It’s my favorite season, in spite of the days getting shorter. In spite of, or maybe because of, the growing sense that each perfectly crystalline, sunny day is an inexorable step toward the gray and brown world of November.
But what a way to go. The colors, smells, and foods of autumn are filled with the accumulated sweetness and energy of summer’s sunlight. Breathing in, you can almost feel the universe humming as it vibrates through your being.
Eating local, seasonal food is a way to take in all that energy and make it your own. Here in Vermont, the many glories of fall appear on the table in the form of squashes, green tomatoes, chard and leeks, and potatoes. And apples. Glorious handfuls of sweet/tart goodness in the full range of colors from russet brown to yellow, green, and every shade of vermillion. Antique varieties, favorite standbys, new crosses, all gleaming and at their very peak. It’s almost daunting, trying to come up with enough ways to celebrate and cook with them while they’re so fresh and wonderful.

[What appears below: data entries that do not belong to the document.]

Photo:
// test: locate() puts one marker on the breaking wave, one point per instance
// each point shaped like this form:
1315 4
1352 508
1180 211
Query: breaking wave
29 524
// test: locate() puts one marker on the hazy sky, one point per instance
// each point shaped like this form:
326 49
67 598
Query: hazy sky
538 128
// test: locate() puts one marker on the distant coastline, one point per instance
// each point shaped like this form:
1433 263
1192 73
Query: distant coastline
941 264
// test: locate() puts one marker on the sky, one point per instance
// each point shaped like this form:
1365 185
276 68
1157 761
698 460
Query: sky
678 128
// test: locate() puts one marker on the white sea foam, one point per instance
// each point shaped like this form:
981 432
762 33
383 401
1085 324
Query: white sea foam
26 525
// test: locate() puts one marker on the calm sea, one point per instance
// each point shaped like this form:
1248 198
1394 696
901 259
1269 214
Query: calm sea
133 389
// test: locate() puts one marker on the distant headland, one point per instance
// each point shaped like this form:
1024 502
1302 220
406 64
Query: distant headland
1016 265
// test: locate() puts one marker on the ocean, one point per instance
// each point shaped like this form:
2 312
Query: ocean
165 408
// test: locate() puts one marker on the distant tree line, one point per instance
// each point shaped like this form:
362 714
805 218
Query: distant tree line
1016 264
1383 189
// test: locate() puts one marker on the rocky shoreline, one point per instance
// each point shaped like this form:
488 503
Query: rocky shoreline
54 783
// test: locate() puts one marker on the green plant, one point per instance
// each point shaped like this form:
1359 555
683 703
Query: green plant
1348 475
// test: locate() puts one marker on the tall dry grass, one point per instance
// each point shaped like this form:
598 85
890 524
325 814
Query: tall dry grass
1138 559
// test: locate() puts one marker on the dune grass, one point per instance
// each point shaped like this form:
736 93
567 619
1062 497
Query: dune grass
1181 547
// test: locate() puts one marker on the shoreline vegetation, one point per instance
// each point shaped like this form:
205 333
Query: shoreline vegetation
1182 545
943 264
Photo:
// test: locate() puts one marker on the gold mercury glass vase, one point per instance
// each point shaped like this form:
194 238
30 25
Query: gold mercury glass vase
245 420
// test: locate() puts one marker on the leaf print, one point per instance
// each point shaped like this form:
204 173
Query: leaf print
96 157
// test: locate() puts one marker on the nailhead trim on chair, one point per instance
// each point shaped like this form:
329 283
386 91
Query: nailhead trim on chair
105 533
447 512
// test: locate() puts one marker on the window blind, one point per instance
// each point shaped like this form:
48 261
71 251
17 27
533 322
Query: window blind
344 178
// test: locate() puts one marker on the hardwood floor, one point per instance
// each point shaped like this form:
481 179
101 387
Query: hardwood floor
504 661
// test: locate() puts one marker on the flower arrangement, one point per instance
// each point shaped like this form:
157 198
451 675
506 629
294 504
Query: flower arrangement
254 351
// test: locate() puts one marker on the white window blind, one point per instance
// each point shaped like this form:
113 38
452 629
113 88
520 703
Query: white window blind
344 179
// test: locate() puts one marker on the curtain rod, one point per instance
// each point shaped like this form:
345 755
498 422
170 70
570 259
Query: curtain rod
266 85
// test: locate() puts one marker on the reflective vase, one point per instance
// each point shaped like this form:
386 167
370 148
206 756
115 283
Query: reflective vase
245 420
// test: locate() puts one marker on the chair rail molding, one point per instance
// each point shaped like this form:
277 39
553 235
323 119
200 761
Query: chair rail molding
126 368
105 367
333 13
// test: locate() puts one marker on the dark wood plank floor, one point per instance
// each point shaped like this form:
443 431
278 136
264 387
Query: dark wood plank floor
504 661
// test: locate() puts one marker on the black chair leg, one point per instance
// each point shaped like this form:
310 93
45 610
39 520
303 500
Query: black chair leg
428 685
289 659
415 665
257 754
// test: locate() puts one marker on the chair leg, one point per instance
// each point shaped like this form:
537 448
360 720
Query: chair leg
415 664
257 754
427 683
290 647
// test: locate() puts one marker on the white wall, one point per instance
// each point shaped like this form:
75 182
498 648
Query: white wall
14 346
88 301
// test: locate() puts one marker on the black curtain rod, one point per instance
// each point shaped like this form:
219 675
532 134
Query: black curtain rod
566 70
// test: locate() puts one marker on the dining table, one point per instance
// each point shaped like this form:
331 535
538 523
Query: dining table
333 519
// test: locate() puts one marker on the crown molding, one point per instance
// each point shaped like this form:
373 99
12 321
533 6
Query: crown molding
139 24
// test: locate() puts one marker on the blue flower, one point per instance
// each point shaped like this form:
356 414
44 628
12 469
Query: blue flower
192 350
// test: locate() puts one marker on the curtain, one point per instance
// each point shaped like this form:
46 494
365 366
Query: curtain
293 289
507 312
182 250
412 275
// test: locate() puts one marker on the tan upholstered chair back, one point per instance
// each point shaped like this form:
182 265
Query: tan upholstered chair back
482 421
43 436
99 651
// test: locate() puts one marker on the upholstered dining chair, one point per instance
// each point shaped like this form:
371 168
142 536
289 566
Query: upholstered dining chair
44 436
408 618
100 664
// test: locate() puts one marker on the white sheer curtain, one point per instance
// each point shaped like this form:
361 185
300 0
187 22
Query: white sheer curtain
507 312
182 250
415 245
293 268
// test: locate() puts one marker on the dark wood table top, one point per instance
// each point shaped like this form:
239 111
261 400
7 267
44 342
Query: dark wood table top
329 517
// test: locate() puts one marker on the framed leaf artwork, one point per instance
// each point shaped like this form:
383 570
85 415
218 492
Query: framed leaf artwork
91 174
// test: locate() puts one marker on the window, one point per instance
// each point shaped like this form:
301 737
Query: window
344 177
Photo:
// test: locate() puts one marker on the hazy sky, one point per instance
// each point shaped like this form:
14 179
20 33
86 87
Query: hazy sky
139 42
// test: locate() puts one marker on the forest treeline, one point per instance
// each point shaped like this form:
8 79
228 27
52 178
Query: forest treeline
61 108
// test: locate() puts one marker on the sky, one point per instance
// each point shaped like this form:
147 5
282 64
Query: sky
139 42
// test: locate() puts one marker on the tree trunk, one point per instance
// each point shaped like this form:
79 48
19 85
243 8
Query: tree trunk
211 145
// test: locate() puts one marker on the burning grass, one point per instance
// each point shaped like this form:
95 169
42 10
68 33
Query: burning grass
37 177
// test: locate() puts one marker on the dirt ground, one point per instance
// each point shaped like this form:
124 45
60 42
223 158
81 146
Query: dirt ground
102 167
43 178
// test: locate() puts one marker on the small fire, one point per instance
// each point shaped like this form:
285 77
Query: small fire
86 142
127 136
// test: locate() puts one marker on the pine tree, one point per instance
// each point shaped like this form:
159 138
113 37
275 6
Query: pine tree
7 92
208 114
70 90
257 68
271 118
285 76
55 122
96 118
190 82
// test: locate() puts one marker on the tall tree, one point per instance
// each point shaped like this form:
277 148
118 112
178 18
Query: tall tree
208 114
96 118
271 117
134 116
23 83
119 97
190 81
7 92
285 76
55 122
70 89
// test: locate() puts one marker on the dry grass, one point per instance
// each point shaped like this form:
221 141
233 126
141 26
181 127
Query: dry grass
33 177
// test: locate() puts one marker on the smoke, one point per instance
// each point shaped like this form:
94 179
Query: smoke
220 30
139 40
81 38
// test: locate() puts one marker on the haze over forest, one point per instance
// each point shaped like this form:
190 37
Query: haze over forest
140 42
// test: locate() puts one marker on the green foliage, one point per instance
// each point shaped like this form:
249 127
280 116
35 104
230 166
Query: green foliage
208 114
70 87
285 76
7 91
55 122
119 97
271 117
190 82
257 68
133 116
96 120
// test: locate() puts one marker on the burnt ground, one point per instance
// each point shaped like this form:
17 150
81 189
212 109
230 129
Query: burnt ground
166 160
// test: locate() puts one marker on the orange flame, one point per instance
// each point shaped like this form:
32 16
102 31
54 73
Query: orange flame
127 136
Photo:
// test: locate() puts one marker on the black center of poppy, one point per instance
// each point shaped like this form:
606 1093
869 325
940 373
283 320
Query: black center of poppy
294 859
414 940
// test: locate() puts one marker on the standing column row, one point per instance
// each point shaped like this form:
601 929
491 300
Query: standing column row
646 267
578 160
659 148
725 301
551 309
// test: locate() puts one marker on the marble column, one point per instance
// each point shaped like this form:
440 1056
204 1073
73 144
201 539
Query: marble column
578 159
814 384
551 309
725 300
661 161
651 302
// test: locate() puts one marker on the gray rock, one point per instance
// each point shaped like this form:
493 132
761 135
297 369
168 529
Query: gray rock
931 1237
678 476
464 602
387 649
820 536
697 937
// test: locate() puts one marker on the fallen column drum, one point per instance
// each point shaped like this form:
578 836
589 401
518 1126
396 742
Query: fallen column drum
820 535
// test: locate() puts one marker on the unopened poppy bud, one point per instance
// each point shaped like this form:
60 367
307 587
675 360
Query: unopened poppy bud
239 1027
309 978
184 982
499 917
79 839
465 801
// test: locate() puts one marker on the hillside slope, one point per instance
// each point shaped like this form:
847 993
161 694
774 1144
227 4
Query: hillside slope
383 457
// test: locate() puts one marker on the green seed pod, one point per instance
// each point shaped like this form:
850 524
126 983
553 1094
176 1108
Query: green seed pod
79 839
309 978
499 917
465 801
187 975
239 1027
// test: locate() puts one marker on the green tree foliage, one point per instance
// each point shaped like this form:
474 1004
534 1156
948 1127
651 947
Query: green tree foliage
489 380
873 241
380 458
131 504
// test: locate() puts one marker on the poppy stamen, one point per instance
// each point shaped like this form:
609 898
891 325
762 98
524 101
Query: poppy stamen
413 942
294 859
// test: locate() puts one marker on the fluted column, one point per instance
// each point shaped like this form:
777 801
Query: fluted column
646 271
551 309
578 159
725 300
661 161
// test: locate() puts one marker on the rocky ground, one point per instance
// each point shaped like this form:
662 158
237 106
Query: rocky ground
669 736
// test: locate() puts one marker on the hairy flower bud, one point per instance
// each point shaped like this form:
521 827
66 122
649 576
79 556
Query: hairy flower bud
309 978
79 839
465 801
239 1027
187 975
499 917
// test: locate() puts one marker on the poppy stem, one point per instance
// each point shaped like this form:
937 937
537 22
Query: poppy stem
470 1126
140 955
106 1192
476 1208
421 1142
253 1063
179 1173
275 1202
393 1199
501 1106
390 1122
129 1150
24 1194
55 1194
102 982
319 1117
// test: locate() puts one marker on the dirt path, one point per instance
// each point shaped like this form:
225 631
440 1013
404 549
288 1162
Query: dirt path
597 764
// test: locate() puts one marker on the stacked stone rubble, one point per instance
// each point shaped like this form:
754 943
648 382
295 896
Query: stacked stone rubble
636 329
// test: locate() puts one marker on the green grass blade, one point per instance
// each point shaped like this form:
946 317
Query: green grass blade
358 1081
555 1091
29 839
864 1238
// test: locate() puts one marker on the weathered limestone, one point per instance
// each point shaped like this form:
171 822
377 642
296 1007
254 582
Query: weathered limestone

There’s pie, of course. I’ve made hundreds of pies. Pies in front of audiences of hundreds at a time. Pies for parties, weddings, demonstrations of all sorts. I’ve made a DVD of every kind of pie crust imaginable that also included tips on rendering lard in a crock pot. People have paid actual money for it; I occasionally still get fan mail. You and I will talk pie, and soon, but today’s thought has to do with cinnamon rolls.
I want to share my favorite sweet roll dough with you. It’s tender and light; sour cream is the key ingredient. I found it during the course of my day job duties, while exploring a Farm Journal Cookbook. I’ve been using this dough ever since, combining it with any number of fillings and glazes.
For fall I’m reaching for beautiful fresh apples, mixed with cinnamon, of course. The other ingredient that makes this recipe exceptional is boiled cider. It’s a very New England sort of ingredient.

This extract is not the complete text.